Two beautiful young people, glamorously dressed, against a backdrop of sun, sea and beach. They are portrayed in the intense and nostalgic colours of the 50s. The movie-star setting of the slides from artist and filmmaker Monique Verhoeckx’s (1963, Delft) family archive appear to illustrate carefree life: idyllic beaches, dance competitions and open air film screenings. However, nothing could be further from the truth. Behind the pretty pictures is a history of trauma, diaspora, impending war and a secret love affair. The slides are part of a multimedia installation the artist is creating for the exhibition BIAK Stories. They depict her parents in the place where they fell in love: the island of Biak in former Dutch New Guinea. Using private and archival film, the installation shares this love story as well as the story of Dutch New Guinea’s decolonisation.
A layered dance of Birds of Paradise
The BIAK Stories are set in the late 1950s. Indonesia had only just gained independence from the Netherlands and immediately started fighting its former coloniser over Dutch New Guinea. Verhoeckx's parents, both from the Dutch East Indies, came to Holland as traumatised teenagers after Indonesia's struggle for independence in the late 1940s. In 1957, her father left for New Guinea as an aeroplane mechanic for the Naval Air Service. Her mother, still married to her first husband, who fulfilled his military service in New Guinea, also travelled there. Her father and (still married) mother fall deeply in love. They secretly begin a relationship. Verhoeckx: 'What I find touching is that these are very young people, traumatised and destitute after the war in Indonesia. Despite the tensions in New Guinea, they have hopes for the future. Desire triumphs over memories of war. A note says: "We are the happiest and richest people in love on earth". I find that mix of innocence and gravity disarming'. While the Netherlands and Indonesia fight over New Guinea, the three main characters of the love triangle dance like birds of paradise: Verhoeckx's father, mother, and her mother’s first husband. Indonesia eventually annexes part of New Guinea. Verhoeckx's father wins her mother’s heart.
Bamboo and tree bark
Verhoeckx projects the video work on three white-painted tree bark canvases in the multimedia installation, the centrepiece of the exhibition. She attaches the canvases to bamboo poles anchored in oil drums. The materials exude the Eastern and Western atmospheres of former Dutch New Guinea. Bamboo is a commonly used (building) material there and Papuans use tree bark cloth for clothing and painting canvases. The oil drums refer to Western oil for the Royal Netherlands Navy seaplanes. They also function as seats in the open-air cinemas of the time. The three tree bark canvases can be seen as a triptych on which scenes of the love story and the decolonisation struggle reveal themselves to the visitor.
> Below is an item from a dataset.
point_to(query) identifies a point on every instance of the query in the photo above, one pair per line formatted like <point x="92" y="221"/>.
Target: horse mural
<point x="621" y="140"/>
Verhoeckx selected more than 150 colour slides for the installation. These were made by her father, an enthusiastic amateur photographer. They show images of everyday island life and black-and-white photographs of the Papuan population. She combines this with historical film material and visualisations of Papuan art. Among other things, the sound design is based on the love letters her parents wrote to each other. For Verhoeckx, creating the installation is a way of exploring her Indonesian origins. ‘By finding an artistic form, I’ve created distance between myself and this personal history. My parents suffered greatly from PTSD. I felt this and it affected me a great deal, but we never spoke about it. By combining personal material with archival film, reading letters and speaking to veterans, for example, the pieces of the puzzle from the past fall into place'.
Other objects and connection to Breda
Besides the multimedia installation, objects from New Guinea and the East are included in the BIAK Stories. The artist shows personal objects such as a large shell, airline tickets from Amsterdam to Biak, clothing and her father's camera. Inhabitants of Breda also contributed. Breda residents that lived or fought in Dutch New Guinea present objects and accompanying stories from their time there. For example, attributes with historical value such as a private photo album, a bilum (bag with handle worn on the head) or traditional Papuan pears. From the Royal Military Academy in Breda’s educational collection on New Guinea, tobacco and chalk holders made of bamboo can be seen at the exhibition. Both the engraved holders themselves and prints of engravings with Papuan motifs are exhibited.
An attractive side programme will run concurrently with the exhibition. In addition to this programme in the museum around this subject entitled Indische Verhalen (Indonesian Stories) will take place. Throughout the summer, Chassé Theatre and Cinema, Nieuwe Veste, Stadsarchief Breda, Podium Bloos and Stichting Arjati will be presenting performances, films, lectures and stories.